Pricing adequacy questioned in soft cyber market

NEW YORK — Pricing for commercial cyber insurance coverage has moderated recently after a prolonged hard market, but the frequency and severity of losses have not abated to the same extent, raising questions about the adequacy of pricing, according to a panel Tuesday at the Professional Liability Underwriting Society Cyber Symposium in New York.

“Right now, we’re still in the middle of a soft market, and with that you’re also seeing deceleration of rate at a pretty good extent,” said Tony Dolce, vice president and head of professional liability, cyber and technology errors and omissions underwriting, at The Hartford Insurance Group Inc.
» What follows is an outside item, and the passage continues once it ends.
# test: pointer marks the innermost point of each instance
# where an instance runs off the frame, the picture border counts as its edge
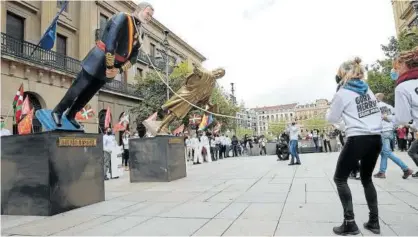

Increased capacity is largely driving the lower pricing and rates, Mr. Dolce added.

As pricing has moderated, exposure continues to increase, such as advancements in social engineering and new ransomware groups. “We find ourselves in the market where we’re a little bit disproportionate to exposures as an underwriter,” said Tim Francis, vice president and enterprise cyber lead at Travelers Cos. Inc.

Paul Needle, senior vice president and cyber treaty underwriter for Munich Re U.S., part of Munich Reinsurance Company Ltd., called the topic of rate adequacy “complex and dynamic” given the pace at which the cyber market can change, potentially making loss histories less relevant to the future, complicating pricing.

“We’ve seen companies go from 90% primary to 90% excess. We’ve seen the geography appetite change, moving from North America to Europe. We’ve certainly seen average attachments fluctuating. We’ve seen appetites in revenue bands changing. When you have these types of changes, your loss history is a little bit less indicative of your future performance,” Mr. Needle said.

One response has been to maintain pressure on policyholders to implement proper cyber controls within their organization, such multi-factor authentication.

While MFA has become part of the “critical baseline” of controls, more such controls may be introduced this year, said Nadia Nicole Hoyte, national cyber practice leader in the executive and professional risk solutions practice for USI Insurance Services LLC.

Ms. Hoyte also emphasized “training, training, training – we have not seen the end of training” for employees on proper cyber hygiene.